Stanford University psychologist Carol Dweck’s book Mindset has had a deep impact on my thinking. As a 4th grader, I developed acute stammering due to an inferiority complex of moving from a small town to a big city of sophisticated people. I struggled for 8 years to overcome my mental barrier, insecurity and feeling that I’m not good enough. This book helped me as I started to condition my mind to feel more confident and started to realize the power of my own mindset to overcome my mental block.
Some of the biggest names in Business, VC funding, Sports, and Entertainment read this column. Is there a person in the world, or in the US whom you would love to have a private breakfast or lunch with, and why? He or she might see this. :-)
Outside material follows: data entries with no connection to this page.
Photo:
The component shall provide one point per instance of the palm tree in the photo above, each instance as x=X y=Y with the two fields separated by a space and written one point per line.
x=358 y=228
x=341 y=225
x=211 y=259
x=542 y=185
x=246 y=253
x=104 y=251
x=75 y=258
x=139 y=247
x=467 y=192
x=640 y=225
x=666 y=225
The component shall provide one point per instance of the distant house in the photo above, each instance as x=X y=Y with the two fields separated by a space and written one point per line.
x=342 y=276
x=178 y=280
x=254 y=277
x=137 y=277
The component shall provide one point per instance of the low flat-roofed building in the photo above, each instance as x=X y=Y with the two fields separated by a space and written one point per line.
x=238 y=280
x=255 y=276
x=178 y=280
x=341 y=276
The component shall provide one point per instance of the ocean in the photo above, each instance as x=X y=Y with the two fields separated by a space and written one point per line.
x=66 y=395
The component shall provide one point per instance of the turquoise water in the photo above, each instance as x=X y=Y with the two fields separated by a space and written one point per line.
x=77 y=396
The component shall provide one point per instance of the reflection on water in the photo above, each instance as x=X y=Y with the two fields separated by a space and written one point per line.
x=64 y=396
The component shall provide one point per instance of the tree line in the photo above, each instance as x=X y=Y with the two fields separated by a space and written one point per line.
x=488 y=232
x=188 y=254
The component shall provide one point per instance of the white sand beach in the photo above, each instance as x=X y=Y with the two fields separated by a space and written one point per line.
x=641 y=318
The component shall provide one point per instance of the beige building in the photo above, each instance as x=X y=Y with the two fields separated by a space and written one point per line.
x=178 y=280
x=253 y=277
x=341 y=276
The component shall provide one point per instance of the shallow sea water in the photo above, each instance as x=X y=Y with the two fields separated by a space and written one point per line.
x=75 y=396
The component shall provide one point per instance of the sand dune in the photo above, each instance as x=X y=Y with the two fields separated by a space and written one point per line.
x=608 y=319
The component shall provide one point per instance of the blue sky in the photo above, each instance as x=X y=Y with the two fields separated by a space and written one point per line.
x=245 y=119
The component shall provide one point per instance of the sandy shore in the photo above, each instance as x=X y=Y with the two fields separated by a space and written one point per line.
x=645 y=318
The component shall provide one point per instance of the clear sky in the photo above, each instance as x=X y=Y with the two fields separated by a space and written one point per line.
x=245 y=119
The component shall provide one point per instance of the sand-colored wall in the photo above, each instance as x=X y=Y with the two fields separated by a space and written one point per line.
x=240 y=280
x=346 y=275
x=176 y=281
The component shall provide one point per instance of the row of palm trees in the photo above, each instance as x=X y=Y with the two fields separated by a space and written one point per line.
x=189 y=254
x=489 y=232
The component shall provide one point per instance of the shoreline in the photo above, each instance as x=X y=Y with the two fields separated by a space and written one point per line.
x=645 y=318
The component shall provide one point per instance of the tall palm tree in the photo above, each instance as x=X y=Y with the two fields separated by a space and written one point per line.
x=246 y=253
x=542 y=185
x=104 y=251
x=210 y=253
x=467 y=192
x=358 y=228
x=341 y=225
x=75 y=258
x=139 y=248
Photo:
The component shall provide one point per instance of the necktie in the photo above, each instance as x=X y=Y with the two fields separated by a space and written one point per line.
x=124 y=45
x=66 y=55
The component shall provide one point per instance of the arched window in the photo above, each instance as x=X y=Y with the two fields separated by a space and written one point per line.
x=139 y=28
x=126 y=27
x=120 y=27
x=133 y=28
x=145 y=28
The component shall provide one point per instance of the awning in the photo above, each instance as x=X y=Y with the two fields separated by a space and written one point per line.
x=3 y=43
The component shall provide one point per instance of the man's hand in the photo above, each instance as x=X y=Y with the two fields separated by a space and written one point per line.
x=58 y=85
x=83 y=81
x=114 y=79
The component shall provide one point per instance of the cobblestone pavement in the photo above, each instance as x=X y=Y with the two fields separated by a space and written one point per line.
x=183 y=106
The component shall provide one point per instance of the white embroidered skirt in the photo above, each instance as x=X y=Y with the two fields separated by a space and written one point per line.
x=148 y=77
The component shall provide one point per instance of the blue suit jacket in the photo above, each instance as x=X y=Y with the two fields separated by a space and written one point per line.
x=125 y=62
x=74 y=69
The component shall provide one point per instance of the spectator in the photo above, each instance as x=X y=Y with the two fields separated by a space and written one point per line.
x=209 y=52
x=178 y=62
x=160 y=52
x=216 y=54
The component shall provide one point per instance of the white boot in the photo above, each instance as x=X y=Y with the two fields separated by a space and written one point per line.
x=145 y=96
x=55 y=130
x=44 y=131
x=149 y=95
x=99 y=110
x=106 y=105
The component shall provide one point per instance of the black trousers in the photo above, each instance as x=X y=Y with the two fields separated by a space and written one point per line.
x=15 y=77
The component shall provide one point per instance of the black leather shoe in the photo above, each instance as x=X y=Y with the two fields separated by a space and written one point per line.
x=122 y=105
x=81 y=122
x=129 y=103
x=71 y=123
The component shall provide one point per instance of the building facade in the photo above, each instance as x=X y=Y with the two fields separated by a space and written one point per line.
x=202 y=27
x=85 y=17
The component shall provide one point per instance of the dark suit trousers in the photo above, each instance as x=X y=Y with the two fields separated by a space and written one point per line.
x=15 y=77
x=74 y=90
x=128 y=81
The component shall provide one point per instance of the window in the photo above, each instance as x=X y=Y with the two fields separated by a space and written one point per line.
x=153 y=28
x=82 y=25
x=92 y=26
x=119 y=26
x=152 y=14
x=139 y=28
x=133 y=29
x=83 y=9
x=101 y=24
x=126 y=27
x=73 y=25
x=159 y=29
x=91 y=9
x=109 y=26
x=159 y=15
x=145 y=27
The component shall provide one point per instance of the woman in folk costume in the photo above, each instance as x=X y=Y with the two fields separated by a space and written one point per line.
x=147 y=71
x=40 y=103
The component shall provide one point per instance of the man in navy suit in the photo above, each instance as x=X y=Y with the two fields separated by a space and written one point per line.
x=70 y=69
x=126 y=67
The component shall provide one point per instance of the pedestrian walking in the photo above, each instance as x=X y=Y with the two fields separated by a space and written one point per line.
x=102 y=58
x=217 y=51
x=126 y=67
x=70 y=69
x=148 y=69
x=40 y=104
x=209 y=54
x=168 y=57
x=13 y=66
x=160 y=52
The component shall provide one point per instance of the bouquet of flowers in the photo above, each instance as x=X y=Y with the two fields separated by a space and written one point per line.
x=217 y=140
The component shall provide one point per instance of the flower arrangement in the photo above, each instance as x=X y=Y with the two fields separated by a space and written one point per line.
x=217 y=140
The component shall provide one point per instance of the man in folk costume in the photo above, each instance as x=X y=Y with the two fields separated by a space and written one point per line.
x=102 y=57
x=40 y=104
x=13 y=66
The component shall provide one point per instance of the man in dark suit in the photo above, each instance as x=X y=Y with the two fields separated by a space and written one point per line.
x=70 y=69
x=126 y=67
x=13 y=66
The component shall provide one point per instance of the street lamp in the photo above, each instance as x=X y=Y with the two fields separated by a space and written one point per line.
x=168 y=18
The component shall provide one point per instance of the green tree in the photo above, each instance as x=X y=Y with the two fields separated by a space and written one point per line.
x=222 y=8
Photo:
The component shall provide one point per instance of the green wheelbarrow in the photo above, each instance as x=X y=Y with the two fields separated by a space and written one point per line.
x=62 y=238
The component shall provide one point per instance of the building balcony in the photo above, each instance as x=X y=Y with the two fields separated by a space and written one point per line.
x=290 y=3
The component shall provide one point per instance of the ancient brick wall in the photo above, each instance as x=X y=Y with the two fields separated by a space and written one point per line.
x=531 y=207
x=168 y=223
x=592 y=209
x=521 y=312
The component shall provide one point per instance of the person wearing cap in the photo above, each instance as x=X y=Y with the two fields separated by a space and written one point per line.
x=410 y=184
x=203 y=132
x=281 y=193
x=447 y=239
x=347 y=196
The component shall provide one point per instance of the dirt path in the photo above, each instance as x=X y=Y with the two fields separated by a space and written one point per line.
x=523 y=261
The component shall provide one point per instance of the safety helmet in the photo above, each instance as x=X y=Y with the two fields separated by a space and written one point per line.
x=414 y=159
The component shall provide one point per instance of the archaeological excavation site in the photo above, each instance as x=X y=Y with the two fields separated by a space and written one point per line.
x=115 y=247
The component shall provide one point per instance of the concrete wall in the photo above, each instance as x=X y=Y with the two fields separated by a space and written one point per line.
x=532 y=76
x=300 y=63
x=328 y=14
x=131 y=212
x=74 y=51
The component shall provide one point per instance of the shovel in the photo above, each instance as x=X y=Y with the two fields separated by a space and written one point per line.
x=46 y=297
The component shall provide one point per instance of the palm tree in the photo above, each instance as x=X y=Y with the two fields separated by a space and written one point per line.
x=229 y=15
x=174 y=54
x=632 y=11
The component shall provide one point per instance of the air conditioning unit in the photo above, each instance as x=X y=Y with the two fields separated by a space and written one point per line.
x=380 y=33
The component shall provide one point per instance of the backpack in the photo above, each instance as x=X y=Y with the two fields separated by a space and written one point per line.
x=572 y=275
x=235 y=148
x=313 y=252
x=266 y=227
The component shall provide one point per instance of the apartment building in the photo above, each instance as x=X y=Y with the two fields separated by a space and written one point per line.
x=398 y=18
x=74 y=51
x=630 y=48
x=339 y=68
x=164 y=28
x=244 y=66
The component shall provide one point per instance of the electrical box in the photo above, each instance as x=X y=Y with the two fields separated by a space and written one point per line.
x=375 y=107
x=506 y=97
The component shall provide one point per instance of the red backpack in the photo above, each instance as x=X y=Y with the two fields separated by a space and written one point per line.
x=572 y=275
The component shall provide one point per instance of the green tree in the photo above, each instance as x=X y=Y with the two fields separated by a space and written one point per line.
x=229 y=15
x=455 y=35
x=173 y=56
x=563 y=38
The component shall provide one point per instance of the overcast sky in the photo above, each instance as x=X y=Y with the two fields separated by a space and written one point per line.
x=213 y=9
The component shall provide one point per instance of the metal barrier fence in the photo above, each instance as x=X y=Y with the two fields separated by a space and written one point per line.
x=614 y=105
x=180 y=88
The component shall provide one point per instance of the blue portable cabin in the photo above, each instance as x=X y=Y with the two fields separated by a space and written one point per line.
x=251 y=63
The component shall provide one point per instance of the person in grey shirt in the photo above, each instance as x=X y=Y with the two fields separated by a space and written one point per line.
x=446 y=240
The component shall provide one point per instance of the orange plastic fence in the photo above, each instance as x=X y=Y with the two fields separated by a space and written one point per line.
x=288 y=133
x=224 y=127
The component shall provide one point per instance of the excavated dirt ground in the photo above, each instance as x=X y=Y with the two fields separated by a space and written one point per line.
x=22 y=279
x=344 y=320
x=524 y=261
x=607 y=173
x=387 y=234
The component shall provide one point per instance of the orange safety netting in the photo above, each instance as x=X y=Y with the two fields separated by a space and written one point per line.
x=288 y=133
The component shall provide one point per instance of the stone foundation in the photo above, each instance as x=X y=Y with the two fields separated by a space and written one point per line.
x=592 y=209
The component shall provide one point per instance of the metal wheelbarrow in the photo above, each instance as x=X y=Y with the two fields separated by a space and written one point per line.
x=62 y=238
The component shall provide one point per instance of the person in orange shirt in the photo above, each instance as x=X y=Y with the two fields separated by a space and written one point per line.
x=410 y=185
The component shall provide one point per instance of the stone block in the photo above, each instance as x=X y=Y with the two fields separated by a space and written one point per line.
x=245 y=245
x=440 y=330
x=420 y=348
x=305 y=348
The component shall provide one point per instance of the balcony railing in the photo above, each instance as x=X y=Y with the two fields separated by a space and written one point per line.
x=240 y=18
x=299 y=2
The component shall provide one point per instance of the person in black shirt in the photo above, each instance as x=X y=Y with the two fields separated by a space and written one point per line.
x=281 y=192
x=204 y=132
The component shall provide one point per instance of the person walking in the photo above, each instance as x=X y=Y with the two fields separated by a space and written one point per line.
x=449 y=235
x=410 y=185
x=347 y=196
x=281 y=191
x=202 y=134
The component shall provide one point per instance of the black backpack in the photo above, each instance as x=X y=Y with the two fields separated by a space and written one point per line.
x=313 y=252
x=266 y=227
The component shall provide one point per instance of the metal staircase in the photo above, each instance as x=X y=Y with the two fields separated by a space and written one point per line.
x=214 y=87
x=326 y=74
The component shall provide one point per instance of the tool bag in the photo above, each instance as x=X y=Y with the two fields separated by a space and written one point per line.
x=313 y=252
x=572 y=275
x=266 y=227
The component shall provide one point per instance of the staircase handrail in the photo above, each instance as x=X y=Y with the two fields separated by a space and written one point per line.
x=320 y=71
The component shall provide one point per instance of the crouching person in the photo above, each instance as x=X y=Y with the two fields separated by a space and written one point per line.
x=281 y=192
Satya Nadella. In the last four years since he’s been in charge, Microsoft’s market value has increased 130%+. More importantly, the company is now making products that feel more user-friendly, empathetic and collaborative. Nadella also preaches the importance of empathy and making products that work reliably, traits that deepened in him when his first child was born with brain damage and his son’s life depended on linked machines running Microsoft systems. He’s had one of the toughest jobs in the world and is a leader who is unbelievably empathetic. It would be my honor to sit with him, as one of my greatest role models.